Por la tarde hice mi cuarto de guardia como de costumbre. Una calma chicha envolvía el barco y parecía mantenerlo inmóvil en una llameante atmósfera compuesta de dos tonos de azul. Ráfagas breves y calientes caían sin fuerza de lo alto de las velas. A pesar de todo, el barco avanzaba. Había debido avanzar, pues en el momento de la puesta del sol pasamos frente al cabo Liant y al poco tiempo lo dejábamos atrás: siniestra forma fugitiva bajo las últimas luces del crepúsculo.

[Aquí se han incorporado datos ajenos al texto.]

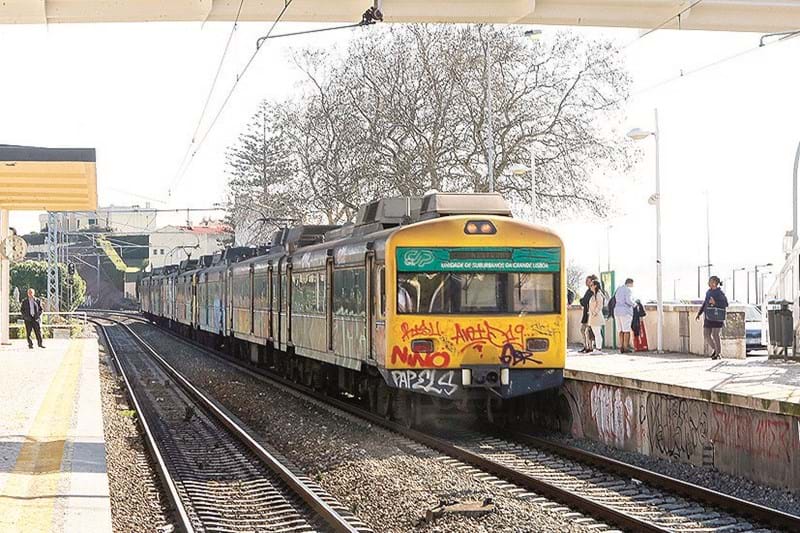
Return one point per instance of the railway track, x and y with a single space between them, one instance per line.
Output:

A la noche, bajo la luz cruda de su lámpara, mister Burns parecía haber salido a la superficie de su lecho. Hubiérase dicho que, por fin, lo había soltado una mano opresora. A mis pocas palabras, contestó con un discurso relativamente largo y coherente. Se sentía más fuerte. Si pudiese librarse de la asfixia de aquel calor estancado, me decía, estaba seguro de que podría subir al puente y en estado de ayudarme dentro de dos o tres días.
Mientras me hablaba, yo lo contemplaba temiendo que aquel enérgico esfuerzo lo hiciese caer inanimado ante mis ojos. No puedo negar, sin embargo, que su buena voluntad tenía algo de consolador. Le di una respuesta apropiada, pero declarándole que la única cosa que podía ayudarnos era el viento, un buen viento.
Sacudió con impaciencia su cabeza sobre la almohada, y lo que agregó no fue ya demasiado consolador. Nuevamente le oía murmurar cosas absurdas referentes al difunto capitán, aquel viejo ahogado a los 8º 20' de latitud, precisamente en nuestra ruta... emboscado a la entrada del golfo.
Fragmento de la novela La línea de sombra, de Joseph Conrad, nacido el 3 de diciembre de 1857 en Berdichev, Polonia (hoy Ucrania).